Ninth round (2.5/8), table 16 as white vs 1822

Last round I played again Jordi Bise (I had played him at Martorell). He played the opening very passive and I got a nice attacking position, but again I left my plans unfinished and allowed him to exchange queens. From then on I didn't adapted to the new scenario and kept my pieces as if the attack on enemy king was going to be executed, and finished in a curious ending position where my king was imprisoned in the board corner.

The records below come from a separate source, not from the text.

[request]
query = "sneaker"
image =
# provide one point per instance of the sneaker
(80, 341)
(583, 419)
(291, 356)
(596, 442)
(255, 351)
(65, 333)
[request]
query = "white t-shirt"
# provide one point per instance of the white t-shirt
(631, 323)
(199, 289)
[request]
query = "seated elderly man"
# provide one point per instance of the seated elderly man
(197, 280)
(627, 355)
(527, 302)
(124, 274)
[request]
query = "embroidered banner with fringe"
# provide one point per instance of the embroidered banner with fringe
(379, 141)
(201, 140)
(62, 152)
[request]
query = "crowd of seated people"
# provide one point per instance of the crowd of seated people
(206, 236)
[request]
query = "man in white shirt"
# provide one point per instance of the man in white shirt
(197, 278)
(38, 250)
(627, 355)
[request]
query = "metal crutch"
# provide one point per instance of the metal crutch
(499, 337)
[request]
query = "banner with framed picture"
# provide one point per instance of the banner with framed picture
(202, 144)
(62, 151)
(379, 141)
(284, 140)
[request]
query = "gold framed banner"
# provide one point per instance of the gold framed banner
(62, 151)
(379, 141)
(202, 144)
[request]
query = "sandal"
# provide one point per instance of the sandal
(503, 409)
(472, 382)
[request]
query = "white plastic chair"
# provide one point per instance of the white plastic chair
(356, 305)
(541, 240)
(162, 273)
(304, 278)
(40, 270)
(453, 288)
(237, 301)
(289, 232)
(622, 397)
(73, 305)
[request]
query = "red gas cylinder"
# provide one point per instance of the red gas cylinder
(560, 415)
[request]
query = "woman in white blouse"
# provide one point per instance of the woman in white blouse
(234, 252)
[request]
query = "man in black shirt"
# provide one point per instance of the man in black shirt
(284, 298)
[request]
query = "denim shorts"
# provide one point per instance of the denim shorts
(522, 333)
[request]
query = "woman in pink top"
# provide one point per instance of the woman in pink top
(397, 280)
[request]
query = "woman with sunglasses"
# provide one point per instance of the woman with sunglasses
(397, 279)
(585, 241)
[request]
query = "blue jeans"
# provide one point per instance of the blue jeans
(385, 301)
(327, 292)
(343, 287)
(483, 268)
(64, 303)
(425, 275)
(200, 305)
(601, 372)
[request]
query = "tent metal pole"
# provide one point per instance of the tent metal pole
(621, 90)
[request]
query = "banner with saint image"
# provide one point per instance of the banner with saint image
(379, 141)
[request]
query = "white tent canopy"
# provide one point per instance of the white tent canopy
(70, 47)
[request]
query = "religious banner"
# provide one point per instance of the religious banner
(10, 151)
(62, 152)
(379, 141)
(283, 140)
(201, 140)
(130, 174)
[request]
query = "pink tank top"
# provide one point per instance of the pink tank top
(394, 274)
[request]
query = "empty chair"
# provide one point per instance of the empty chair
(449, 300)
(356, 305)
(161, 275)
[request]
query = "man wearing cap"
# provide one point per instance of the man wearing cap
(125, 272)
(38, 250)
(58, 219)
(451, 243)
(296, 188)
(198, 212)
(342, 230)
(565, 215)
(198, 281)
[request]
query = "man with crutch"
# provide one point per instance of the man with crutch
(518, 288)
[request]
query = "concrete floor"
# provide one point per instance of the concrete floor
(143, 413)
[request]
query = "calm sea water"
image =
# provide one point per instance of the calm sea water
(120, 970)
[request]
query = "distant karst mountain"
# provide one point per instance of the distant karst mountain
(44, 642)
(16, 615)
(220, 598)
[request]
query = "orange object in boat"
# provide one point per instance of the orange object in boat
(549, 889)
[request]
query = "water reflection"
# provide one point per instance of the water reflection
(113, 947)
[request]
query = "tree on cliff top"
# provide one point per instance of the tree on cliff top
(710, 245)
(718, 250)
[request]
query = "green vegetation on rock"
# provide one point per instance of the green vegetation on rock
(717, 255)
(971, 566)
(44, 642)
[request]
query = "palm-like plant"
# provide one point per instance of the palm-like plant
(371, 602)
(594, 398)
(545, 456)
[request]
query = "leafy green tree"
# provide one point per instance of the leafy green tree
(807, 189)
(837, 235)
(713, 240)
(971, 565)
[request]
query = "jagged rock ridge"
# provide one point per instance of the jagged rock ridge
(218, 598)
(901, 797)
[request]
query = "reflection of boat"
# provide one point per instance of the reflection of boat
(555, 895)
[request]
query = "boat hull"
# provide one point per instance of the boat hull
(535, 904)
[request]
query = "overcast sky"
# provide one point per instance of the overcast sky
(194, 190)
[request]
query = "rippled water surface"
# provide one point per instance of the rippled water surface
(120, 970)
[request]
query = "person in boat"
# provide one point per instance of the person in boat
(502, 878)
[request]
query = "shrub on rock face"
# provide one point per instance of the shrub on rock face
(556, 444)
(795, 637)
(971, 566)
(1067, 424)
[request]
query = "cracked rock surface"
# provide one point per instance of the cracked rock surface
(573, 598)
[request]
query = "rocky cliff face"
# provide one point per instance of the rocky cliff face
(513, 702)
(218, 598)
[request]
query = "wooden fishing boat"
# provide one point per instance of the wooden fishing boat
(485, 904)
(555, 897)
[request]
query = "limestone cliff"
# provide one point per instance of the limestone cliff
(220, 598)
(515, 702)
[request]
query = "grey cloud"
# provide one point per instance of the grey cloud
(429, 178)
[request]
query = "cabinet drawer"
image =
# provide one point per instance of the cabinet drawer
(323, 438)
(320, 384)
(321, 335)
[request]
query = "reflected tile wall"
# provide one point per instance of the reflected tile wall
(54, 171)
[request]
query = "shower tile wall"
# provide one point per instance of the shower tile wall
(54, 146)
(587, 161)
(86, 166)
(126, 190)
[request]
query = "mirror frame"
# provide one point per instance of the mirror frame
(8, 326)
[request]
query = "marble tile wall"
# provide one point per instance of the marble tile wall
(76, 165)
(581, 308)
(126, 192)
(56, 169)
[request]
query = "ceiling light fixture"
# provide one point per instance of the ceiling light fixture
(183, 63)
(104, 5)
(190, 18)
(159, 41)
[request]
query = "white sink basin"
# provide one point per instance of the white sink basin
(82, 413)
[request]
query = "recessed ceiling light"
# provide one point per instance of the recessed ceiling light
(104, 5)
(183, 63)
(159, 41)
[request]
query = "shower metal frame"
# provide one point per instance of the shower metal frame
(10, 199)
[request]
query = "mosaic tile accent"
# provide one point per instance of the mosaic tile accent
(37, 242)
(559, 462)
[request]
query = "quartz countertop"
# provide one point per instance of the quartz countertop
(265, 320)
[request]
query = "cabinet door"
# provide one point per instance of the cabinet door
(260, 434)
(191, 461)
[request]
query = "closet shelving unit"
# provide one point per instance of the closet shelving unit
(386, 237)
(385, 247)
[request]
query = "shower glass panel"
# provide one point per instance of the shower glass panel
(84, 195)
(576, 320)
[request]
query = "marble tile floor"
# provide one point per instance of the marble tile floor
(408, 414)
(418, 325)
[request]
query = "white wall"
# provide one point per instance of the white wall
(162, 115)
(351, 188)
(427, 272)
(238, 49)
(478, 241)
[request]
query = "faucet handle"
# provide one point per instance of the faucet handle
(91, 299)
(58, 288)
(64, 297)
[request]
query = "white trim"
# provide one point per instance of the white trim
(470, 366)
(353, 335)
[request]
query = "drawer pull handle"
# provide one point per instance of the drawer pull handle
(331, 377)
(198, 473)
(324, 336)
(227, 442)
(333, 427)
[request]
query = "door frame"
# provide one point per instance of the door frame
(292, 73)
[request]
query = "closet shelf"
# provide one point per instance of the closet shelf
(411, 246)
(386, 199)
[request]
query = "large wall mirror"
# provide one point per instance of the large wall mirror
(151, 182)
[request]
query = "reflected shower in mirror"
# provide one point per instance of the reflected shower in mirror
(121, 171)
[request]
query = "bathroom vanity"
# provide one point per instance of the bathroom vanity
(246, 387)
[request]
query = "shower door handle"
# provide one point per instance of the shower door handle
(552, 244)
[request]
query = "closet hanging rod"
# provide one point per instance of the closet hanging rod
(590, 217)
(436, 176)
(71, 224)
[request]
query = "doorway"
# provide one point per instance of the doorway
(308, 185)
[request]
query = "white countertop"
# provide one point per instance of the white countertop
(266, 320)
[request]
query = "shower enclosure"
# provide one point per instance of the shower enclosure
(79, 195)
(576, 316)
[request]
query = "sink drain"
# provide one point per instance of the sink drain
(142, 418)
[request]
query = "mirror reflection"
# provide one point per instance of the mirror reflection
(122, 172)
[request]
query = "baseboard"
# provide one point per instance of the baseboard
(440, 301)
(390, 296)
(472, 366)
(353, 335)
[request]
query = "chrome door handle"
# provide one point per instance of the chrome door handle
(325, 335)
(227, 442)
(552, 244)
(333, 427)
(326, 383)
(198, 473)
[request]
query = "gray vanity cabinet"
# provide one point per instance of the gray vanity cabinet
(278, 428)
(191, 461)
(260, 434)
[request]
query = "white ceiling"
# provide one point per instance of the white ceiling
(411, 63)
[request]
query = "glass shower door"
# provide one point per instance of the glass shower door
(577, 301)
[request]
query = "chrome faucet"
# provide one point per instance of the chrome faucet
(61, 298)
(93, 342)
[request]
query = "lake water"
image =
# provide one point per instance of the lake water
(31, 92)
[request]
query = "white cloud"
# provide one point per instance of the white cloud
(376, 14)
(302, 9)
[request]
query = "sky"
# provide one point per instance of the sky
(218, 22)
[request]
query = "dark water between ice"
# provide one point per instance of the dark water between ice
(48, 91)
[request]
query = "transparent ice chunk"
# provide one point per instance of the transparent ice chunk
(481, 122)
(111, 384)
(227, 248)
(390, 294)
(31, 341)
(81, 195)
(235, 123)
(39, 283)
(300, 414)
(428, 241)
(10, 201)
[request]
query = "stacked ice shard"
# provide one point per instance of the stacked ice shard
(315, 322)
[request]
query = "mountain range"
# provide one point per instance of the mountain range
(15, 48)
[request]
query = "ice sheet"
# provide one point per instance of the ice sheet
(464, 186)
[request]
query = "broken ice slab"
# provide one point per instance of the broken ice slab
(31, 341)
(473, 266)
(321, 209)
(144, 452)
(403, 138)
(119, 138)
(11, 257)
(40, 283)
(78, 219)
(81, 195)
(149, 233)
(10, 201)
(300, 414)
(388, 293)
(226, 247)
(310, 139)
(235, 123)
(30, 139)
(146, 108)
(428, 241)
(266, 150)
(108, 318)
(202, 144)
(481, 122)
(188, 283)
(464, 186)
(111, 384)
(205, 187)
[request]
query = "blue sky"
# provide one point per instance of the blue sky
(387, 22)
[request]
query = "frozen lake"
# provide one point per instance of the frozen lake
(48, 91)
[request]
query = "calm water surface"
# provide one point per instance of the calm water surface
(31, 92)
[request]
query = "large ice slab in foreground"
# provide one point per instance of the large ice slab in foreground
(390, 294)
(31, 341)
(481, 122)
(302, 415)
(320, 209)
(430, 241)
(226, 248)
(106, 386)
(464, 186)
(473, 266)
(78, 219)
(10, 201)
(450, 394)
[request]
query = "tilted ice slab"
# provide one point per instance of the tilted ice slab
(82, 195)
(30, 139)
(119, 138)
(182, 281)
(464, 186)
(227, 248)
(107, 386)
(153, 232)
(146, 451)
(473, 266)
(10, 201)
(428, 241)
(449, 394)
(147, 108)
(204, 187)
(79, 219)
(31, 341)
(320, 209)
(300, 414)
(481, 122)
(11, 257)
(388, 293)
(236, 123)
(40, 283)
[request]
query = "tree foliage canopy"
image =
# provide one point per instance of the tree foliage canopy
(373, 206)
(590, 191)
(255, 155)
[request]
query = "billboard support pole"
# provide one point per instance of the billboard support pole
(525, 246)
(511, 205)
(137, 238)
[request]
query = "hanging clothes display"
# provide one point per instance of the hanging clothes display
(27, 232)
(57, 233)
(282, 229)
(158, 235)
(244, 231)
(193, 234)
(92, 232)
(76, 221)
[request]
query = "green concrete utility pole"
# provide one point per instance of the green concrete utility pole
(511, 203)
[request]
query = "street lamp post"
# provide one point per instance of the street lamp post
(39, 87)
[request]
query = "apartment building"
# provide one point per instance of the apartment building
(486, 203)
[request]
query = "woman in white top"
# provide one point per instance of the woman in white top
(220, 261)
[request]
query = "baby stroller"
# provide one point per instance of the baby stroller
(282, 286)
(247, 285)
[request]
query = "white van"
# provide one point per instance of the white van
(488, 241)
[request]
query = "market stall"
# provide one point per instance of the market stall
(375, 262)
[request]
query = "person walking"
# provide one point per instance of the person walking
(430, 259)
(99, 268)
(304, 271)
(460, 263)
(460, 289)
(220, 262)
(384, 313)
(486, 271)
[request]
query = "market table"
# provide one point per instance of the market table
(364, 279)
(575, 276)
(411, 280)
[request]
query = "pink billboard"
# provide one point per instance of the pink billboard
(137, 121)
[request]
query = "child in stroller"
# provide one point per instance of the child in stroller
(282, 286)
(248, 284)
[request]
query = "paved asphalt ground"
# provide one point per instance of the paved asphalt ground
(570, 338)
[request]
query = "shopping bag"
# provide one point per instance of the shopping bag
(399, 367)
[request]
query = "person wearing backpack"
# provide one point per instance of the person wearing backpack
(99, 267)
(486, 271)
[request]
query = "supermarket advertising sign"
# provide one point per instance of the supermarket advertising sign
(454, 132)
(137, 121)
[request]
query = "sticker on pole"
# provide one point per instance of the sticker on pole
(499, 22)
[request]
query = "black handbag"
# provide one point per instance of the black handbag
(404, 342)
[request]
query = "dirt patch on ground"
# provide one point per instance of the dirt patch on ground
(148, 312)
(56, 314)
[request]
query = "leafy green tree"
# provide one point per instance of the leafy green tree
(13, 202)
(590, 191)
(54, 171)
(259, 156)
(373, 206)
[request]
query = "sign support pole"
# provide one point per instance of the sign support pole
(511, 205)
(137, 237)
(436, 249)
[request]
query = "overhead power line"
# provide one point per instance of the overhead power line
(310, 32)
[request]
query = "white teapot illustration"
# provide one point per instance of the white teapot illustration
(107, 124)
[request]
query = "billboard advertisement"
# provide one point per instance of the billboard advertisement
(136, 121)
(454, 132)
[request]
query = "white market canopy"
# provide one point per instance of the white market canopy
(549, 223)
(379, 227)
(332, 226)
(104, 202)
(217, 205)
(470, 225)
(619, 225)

Mistakes & Lessons learned:

  • I get dragged out from my plans too easily. I quickly left the g4 idea as soon as I thought that e6 could be a good target, too.
  • I should adapt better to new circumstancies on the board. Once queens were exchanged the rooks were doing nothing at g and h files... or, at least, if I kept them there I should have continued with the opening files idea with g4. But I didn't open files nor moved the rooks to the open one (d file).
  • I failed to analyze the effects of pawn moves. c3 not only took squares away from black knight, it also weakened d3. Also I had to have seen that c4 was available to black, giving superb squares to his knight.

And at the end...

If the previous tournament was my best tournament ever, this one was the worst one. I finished at 38th position of 43 with 2.5/9 points (my starting rank was 22/43). This tournament was the first time I wasn't able to win a player having a lower rating than me (up to this tournament, 12 wins of 12 matches). And it was also the first tournament where I lost elo rating, and I had severe drops: -34 at FCE rating and -66 at FIDE rating. After this tournament my ratings are 1954 and 1796.

With these rating drops I fall, in my first tournament of these second year, long away from my goal of reaching the 2050/1900 (catalan/FIDE) rating this season. Even more important, I've lost confidence in my play, and in my opening repertory with white, the London System.

While I get good results with black playing the French or the Stonewall, I get very poor results playing white. This tournament my results were 0.5/5 playing white, and 2/4 playing black, and if I put together all games since I built my repertory (starting at Martorell) I had a performance of 1915 playing white and 2159 playing black. So I'll have to introduce changes in my repertory as white.

As I did in the previous post, I'll put together the mistakes of all my games we find that most of them repeat along all the games:

Failing to stick to a plan: I start plans but then I left them unfinished because I find more interesting moves or because imaginary threats from my opponent.

Too much preparation: when it's time to execute the most energic moves of my plan I usually lose some extra tempi to prepare the attack more, losing my attacking chances and even the initiative.

Laziness: when I'm in familiar positions I play the thematic and natural moves without concrete analysis. Familiar positions are great because their knowledge can serve as a guide, but cannot substitute concrete analysis.

Careless ending play: ending positions seem easy because few material remain, but ending needs LOTS of calculation. Although I'm usually tired when I reach this phase of the game I should not forget about that and count moves and calculate lines when needed.

Relaxing: when I obtain a material advantage I cannot avoid the desire of reaching the ending as soon as possible and use the material advantage to win. There're many ways to realize material advantage, not only simplifying to the ending, and I should continue playing as concentrated as the advantage didn't exist.

Filling the holes: homework

I will continue with my current homework, mainly Artur Yusupov books and diary tactical exercises at chesstempo. I have also to find a new opening to complement the London and start studying it.

But main holes are still in thinking process, so I'll have to focus on them and try not to repeat my mistakes at next tournaments.